Bei diesem Verbrechen ist es manchmal schwer zu unterscheiden, wer Opfer und wer Täter ist. Nehmen wir zum Beispiel den Teenager Xiaobao. Als die Polizei und sein Vater ihn im Dorf Yongxing in der Provinz Guangdong fanden, war sein linker Ellbogen gebrochen. Als er wieder zu sich kam, sagte er den Polizisten: Eine kriminelle Gruppe hat ihn betrogen, ihn von seiner Kleinstadt im Kreis Wenyuan in die Stadt Foshan gelockt unter dem Vorwand, dort gäbe es Arbeit für ihn. Dann legten sie ihn herein, betäubten ihn mit einer Droge. "Als ich schlief, brachen sie meinen Arm."

Schüler sind Opfer - und Komplizen

Xiaobao sagt, er wurde dann von den Kriminellen gezwungen, als "Opfer" von "Autounfällen" aufzutreten: "Gewöhnlich wählten sie eine überfüllte Straße, ließen uns‚ auf den Boden fallen, wenn ein Auto überholte oder die Spur wechselte, um so den Anschein eines Unfalls zu erwecken. Dann stürzten alle Leute aus der Gang auf den Autofahrer zu, um ihn mit allen Mitteln zu erpressen."

Jung, naiv, herumhängend, werden solche Schüler leicht zum Werkzeug der Gangs. Xiaohui, ein 16-Jähriger aus der Provinz Guangdong, kam nur um eine Fingerbreite "am falschen Weg" vorbei. Als er in der Dämmerung zum Internetcafé ging, stoppte ihn ein Mann. "Er nannte sich A Min, lud mich ein gemeinsam loszuziehen und Spaß zu haben, ich war einverstanden. Als wir später zusammen aßen, sagte er, lass uns Boxauto spielen, den Arm brechen und in ein Auto springen. Wenn wir Glück haben, könnten wir 20.000 bis 30.000 Yuan Entschädigung herausbekommen (das sind umgerechnet 2000 bis3 000 Euro), und wir teilen das Geld."

Xiaohui ließ sich zunächst überreden, bekam aber schließlich Angst. Einen Tag später, als ihm vier Männer beibringen wollten wie man in das Auto springt und ihm beinahe den Arm brachen, sagte er Nein. Zwei Tage später rannte er weg und kehrte nach Hause zurück. Die Gangs locken oft Schüler aus anderen Städten an, nach zwei oder drei Einsätzen schicken sie sie wieder weg, damit der Polizei nichts auffällt.

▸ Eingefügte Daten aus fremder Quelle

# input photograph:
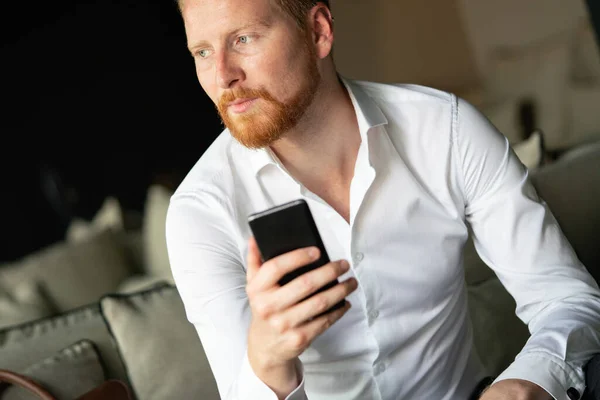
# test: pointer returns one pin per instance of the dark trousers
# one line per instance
(592, 379)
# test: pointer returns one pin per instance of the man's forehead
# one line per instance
(205, 18)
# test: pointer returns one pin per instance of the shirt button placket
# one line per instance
(358, 257)
(373, 316)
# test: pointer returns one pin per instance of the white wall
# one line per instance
(408, 41)
(492, 23)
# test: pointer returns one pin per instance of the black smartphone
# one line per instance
(288, 227)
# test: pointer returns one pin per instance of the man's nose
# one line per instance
(228, 71)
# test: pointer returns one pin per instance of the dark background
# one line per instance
(98, 98)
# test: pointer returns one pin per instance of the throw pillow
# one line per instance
(109, 216)
(539, 72)
(25, 302)
(73, 274)
(156, 258)
(69, 374)
(584, 101)
(24, 345)
(586, 55)
(504, 115)
(531, 151)
(160, 347)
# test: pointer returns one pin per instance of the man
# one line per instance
(393, 176)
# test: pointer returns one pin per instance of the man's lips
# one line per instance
(240, 105)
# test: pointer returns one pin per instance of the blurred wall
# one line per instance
(493, 23)
(409, 41)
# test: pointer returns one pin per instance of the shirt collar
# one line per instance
(368, 114)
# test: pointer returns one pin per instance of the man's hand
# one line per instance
(515, 389)
(283, 325)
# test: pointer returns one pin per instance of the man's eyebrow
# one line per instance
(262, 23)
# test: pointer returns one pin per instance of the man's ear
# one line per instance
(321, 25)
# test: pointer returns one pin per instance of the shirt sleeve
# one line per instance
(211, 278)
(516, 234)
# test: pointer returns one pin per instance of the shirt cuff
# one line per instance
(553, 375)
(251, 387)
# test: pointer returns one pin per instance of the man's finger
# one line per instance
(303, 336)
(275, 269)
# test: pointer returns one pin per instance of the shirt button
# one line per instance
(573, 394)
(379, 368)
(373, 316)
(358, 257)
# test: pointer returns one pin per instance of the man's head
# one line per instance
(260, 61)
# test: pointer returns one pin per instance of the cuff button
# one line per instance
(573, 394)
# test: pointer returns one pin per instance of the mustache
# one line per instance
(244, 93)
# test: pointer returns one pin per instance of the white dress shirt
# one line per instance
(429, 165)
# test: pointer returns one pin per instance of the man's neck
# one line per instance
(321, 151)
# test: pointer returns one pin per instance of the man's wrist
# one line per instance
(282, 378)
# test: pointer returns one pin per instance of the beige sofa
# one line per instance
(102, 305)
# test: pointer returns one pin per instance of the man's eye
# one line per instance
(244, 39)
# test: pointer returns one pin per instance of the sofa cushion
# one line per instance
(499, 335)
(571, 187)
(156, 258)
(73, 274)
(25, 302)
(160, 347)
(68, 374)
(24, 345)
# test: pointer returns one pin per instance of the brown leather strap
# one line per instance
(9, 377)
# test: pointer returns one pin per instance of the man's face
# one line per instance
(254, 63)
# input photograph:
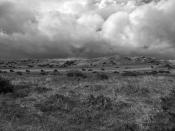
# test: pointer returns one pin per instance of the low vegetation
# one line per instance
(87, 99)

Merkwürdige Patienten im Krankenhaus

Solche Gangs treiben ihr Unwesen vor allem in Guangzhou und Shenzhen, den beiden wichtigsten Städten der Provinz Guangdong. Diese Kriminellen sind der Alptraum jedes Autofahrers, besonders von denjenigen, die aus einer anderen Stadt kommen oder selbst gegen eine Verkehrsregel verstoßen haben.

In den letzten Monaten nahm die Orthopädische Abteilung der Klinik der Zhongshan-Uni in Guangzhou sieben "Verwundete" mit ähnlichen Symptomen auf: Der Bruch war bei allen auf der Unterseite des linken Vorderarms und so schwach, dass er die Funktionsfähigkeit des Arms kaum störte.

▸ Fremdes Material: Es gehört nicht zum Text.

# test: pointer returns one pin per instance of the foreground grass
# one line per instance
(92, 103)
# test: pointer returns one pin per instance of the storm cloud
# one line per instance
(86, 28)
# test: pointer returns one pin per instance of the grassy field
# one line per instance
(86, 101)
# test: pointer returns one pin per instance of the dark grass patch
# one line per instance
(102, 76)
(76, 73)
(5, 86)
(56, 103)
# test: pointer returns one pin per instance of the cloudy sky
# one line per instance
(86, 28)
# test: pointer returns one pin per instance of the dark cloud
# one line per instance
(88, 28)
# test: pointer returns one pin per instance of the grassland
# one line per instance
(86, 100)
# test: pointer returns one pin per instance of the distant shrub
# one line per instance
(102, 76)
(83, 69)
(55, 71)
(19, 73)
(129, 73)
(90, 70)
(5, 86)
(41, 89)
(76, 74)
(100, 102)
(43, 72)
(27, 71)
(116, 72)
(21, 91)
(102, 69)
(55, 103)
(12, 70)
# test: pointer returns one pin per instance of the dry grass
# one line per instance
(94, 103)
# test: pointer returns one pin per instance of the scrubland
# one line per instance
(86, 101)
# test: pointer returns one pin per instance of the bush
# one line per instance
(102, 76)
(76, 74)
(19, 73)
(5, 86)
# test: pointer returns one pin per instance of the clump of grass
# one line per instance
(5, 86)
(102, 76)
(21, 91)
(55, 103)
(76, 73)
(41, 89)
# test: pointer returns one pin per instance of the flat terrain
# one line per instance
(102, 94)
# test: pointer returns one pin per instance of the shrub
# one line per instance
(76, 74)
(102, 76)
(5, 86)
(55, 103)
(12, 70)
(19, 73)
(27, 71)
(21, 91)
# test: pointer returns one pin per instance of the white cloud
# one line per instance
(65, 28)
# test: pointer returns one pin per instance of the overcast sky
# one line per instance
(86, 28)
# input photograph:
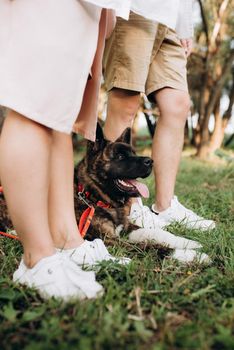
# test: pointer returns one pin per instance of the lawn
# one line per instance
(151, 304)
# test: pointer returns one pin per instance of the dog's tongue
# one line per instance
(142, 188)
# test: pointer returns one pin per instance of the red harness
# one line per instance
(87, 215)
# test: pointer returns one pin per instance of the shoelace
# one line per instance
(145, 212)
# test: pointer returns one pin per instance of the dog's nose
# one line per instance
(148, 161)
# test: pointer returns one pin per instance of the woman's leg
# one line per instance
(62, 218)
(24, 170)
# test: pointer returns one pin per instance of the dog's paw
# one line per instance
(188, 256)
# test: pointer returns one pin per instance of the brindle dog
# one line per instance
(108, 174)
(106, 180)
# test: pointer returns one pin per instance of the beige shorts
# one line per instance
(145, 57)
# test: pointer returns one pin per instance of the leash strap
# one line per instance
(85, 220)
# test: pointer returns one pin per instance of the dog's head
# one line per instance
(114, 167)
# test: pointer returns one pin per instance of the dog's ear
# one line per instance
(126, 136)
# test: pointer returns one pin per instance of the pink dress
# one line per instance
(47, 49)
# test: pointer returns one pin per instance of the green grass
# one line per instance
(152, 304)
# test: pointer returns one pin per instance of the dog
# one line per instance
(106, 181)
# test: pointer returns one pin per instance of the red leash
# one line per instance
(87, 215)
(85, 219)
(9, 235)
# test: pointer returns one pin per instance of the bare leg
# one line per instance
(62, 218)
(168, 142)
(121, 111)
(24, 164)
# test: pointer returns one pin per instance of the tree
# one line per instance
(211, 73)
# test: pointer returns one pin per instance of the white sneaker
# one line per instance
(142, 216)
(178, 213)
(188, 256)
(92, 253)
(57, 276)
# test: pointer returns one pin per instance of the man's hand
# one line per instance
(187, 45)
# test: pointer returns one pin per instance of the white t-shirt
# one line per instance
(175, 14)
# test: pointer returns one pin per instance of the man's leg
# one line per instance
(122, 107)
(168, 142)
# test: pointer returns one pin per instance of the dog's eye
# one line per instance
(120, 156)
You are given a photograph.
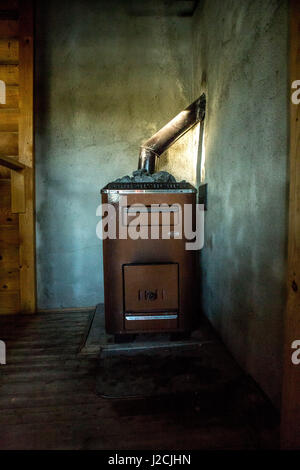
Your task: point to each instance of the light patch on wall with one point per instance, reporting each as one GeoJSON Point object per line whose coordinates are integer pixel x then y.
{"type": "Point", "coordinates": [2, 92]}
{"type": "Point", "coordinates": [181, 158]}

Einer Krankenschwester fiel auf: "Dieser junge Mann war schon vor drei Wochen da, wie kann er schon wieder den gleichen Bruch haben?!" Außerdem schrien diese Patienten immer sofort "Schmerz!", wenn irgendein Teil ihres Arms berührt wurde.

Die Verwundeten hatte es eilig, die Röntgenuntersuchung ihrer Knochen zu bekommen, und danach schoben sie den "Unfallverursacher" raus und machten mit ihm woanders einen privaten Deal.

Keiner will mit der Polizei zu tun haben

Warum privat? Nach chinesischem traditionellem Denken heißt es: "Versuche erst den Fehler weniger ernst klingen zu lassen und verkleinere ihn dann zu nichts." Von dieser Idee beeinflusst, wird es zum ersten Tipp von Chinesen bei Unfällen: "Lieber Geld verlieren und dadurch Unglück vermeiden." Sprich: Sofort etwas bezahlen, statt sich mit Polizei und Versicherungen herumzuschlagen.

Vor allem unerfahrene Fahrer reagieren sehr nervös, wenn sie das erste Mal in eine solche Situation kommen. Wenn ihnen jemand "großzügig" vorschlägt, sich mit einer "kleineren Entschädigung" zufrieden zu geben, folgen sie dem und fühlen geradezu Dankbarkeit.

Auf der anderen Seite machen das unklare Gesetz bei solchen Scheinunfällen und die schwachen Strafen dafür den Gangs Mut. Zwar schreiben die Zeitungen regelmäßig über sie, aber man hört selten von Verhaftungen. In Shenzhen, der anderen großen Stadt in der Guangdong-Provinz, gilt es als Beleg für Scheinunfälle, wenn ein Mensch fünfmal in solche verwickelt ist.

Aber die betrogenen Fahrer kommen kaum an solche Daten. Wenn sie die Polizei anrufen, fehlt es ihnen an Beweisen für ihre Unschuld. Und da sie oft erst ein paar Tage nach dem Unfall zur Polizei gehen, sind ihre Klagen für die Beamten nur Geschwätz.